Impact of quantum-chemical metrics on the machine learning prediction of electron density

Machine learning (ML) algorithms have undergone an explosive development impacting every aspect of computational chemistry. To obtain reliable predictions, one needs to maintain the proper balance between the black-box nature of ML frameworks and the physics of the target properties. One of the most appealing quantum-chemical properties for regression models is the electron density, and some of us recently proposed a transferable and scalable model based on the decomposition of the density onto an atom-centered basis set. The decomposition, as well as the training of the model, is at its core a minimization of some loss function, which can be arbitrarily chosen and may lead to results of different quality. Well-studied in the context of density fitting (DF), the impact of the metric on the performance of ML models has not been analyzed yet.
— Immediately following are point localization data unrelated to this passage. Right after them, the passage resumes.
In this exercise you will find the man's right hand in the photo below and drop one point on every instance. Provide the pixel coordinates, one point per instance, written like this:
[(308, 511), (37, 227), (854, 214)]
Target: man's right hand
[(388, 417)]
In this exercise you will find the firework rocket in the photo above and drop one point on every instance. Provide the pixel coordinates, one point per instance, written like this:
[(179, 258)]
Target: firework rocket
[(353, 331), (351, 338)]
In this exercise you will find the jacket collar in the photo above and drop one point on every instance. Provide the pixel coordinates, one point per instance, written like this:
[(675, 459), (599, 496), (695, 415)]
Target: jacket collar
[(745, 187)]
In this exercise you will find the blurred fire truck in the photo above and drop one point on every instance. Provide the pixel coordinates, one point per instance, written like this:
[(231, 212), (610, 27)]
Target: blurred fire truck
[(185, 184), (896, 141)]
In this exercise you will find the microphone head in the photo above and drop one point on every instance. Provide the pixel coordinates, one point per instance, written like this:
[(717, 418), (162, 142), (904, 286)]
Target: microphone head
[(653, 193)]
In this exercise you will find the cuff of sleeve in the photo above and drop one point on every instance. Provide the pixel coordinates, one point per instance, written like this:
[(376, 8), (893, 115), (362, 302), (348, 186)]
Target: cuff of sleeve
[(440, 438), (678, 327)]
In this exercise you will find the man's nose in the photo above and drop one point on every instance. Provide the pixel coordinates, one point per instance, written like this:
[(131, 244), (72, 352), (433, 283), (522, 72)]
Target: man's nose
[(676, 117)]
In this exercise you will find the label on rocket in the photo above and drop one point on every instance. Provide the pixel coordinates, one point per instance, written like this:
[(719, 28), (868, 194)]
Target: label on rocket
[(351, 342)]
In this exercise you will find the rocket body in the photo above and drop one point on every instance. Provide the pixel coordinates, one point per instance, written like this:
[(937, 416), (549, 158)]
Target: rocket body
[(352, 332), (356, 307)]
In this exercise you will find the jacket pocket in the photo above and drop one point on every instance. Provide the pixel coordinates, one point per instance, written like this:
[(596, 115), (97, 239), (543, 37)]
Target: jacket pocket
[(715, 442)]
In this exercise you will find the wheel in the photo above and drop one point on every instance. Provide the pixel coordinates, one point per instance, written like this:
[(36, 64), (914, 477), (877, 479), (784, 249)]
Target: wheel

In this work, we compare predictions obtained using the overlap and the Coulomb repulsion metrics for both the decomposition and training. As expected, the Coulomb metric used as both the DF and ML loss functions leads to the best results for the electrostatic potential and dipole moments. The origin of this difference lies in the fact that the model is not constrained to predict densities that integrate to the exact number of electrons N. Since an a posteriori correction for the number of electrons decreases the errors, we proposed a modification of the model where N is included directly into the kernel function, which allowed to lower the errors on the test and out-of-sample sets.

机器学习（Machine Learning, ML）算法经历了爆发式发展，其影响遍及计算化学的各个领域。为获得可靠的预测结果，需在机器学习框架的黑箱特性与目标属性的物理本质之间维持恰当的平衡。对于回归模型而言，最具吸引力的量子化学属性之一便是电子密度，我们团队近期提出了一种基于将电子密度分解至以原子为中心基组的可迁移且可扩展模型。无论是密度分解还是模型训练，其核心均为对某一损失函数的最小化，损失函数可任意选取，且不同的选择会导致质量各异的预测结果。尽管在密度拟合（Density Fitting, DF）的研究背景中该指标的影响已得到充分探讨，但针对机器学习模型性能的相关分析仍未开展。本研究中，我们针对分解与训练两个环节，对比了采用重叠度量与库仑排斥度量所得到的预测结果。正如预期那般，同时将库仑度量用作密度拟合与机器学习损失函数的方案，在静电势与偶极矩的预测上取得了最优结果。该差异的根源在于，模型并未被约束为预测积分后等于精确电子数N的电子密度。由于对电子数进行后验校正可降低预测误差，我们提出了一种模型改进方案，将N直接嵌入核函数之中，该方案得以降低测试集与域外样本集上的预测误差。